Programmers don't like Declarative languages, but MapReduce is too low level, Pig Latin is something in between.

What is the solution's main idea (nugget)?
Pig latin is a language targeted at experienced programmers to do ad hoc (read only, scan centric) analysis of extremely large data.

Why is solution different from previous work? (Is technology different?, Is workload different?, Is problem different?)
MapReduce was lower level (pig latin compiles into MR) and SQL is too declarative (or so they claim). Hive (which wasn't previous work anyway) aims at SQL compiled into MR, which is distinctly different from Pig latin.
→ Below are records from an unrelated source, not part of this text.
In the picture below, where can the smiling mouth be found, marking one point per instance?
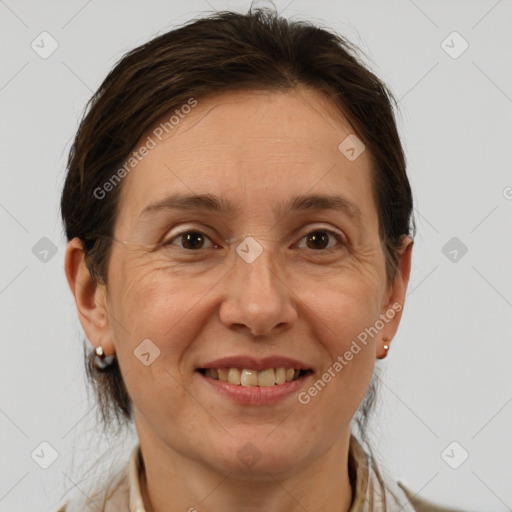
(248, 377)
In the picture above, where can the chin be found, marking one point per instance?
(254, 457)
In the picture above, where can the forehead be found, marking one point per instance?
(249, 146)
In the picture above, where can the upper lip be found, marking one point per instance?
(253, 363)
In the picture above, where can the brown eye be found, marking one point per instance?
(319, 239)
(190, 240)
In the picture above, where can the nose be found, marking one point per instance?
(258, 298)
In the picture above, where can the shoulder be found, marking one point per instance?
(421, 504)
(61, 508)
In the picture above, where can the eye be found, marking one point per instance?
(191, 240)
(319, 239)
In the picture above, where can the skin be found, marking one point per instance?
(257, 150)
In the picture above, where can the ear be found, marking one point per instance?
(90, 298)
(391, 312)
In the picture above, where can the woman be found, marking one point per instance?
(238, 216)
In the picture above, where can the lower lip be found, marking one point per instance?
(255, 395)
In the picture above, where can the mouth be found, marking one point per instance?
(247, 377)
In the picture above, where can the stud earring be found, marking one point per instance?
(101, 359)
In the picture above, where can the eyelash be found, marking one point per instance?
(334, 234)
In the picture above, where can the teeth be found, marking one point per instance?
(248, 377)
(234, 376)
(280, 375)
(266, 377)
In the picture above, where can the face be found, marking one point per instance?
(262, 281)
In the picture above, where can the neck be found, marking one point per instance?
(168, 477)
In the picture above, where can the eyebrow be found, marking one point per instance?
(212, 203)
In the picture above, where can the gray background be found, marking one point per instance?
(447, 377)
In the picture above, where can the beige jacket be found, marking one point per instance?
(125, 492)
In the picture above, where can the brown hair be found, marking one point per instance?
(222, 52)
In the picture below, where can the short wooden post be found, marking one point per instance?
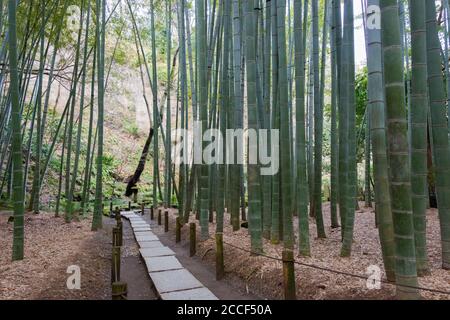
(178, 230)
(120, 235)
(116, 237)
(288, 275)
(192, 239)
(220, 267)
(115, 268)
(119, 290)
(211, 216)
(166, 221)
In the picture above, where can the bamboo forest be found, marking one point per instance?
(224, 150)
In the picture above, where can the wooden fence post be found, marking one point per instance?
(289, 275)
(192, 239)
(220, 267)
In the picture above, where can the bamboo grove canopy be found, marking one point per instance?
(279, 65)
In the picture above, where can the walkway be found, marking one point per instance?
(171, 280)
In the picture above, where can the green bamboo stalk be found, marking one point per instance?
(439, 132)
(68, 189)
(98, 209)
(418, 116)
(379, 146)
(275, 233)
(253, 170)
(237, 98)
(348, 42)
(16, 148)
(300, 144)
(168, 164)
(156, 119)
(400, 179)
(285, 146)
(319, 85)
(334, 142)
(201, 33)
(80, 114)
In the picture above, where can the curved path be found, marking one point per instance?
(171, 280)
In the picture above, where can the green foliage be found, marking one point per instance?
(131, 128)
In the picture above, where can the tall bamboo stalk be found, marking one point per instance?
(399, 169)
I like that their system doesn't need to import that data using a loading stage like other database systems do, instead you give it as input a function specifying how to get tuples out of the input file. In particular, as they point out, this allows for easier interoperability with the many other big data manipulation tools in use at somewhere like Yahoo.

Hard Tradeoffs
  • Declarative vs performance/control

Will it be influential in 10 years?
If by some merciful act of god Yahoo! doesn't implode, yes probably.

It was bold of them to state that programmers prefer to analyze data by writing "imperitve scripts or code" as opposed to using a declarative language. They sort of shrug off automated query optimization, which constitutes an extremely large body of research, as insufficient.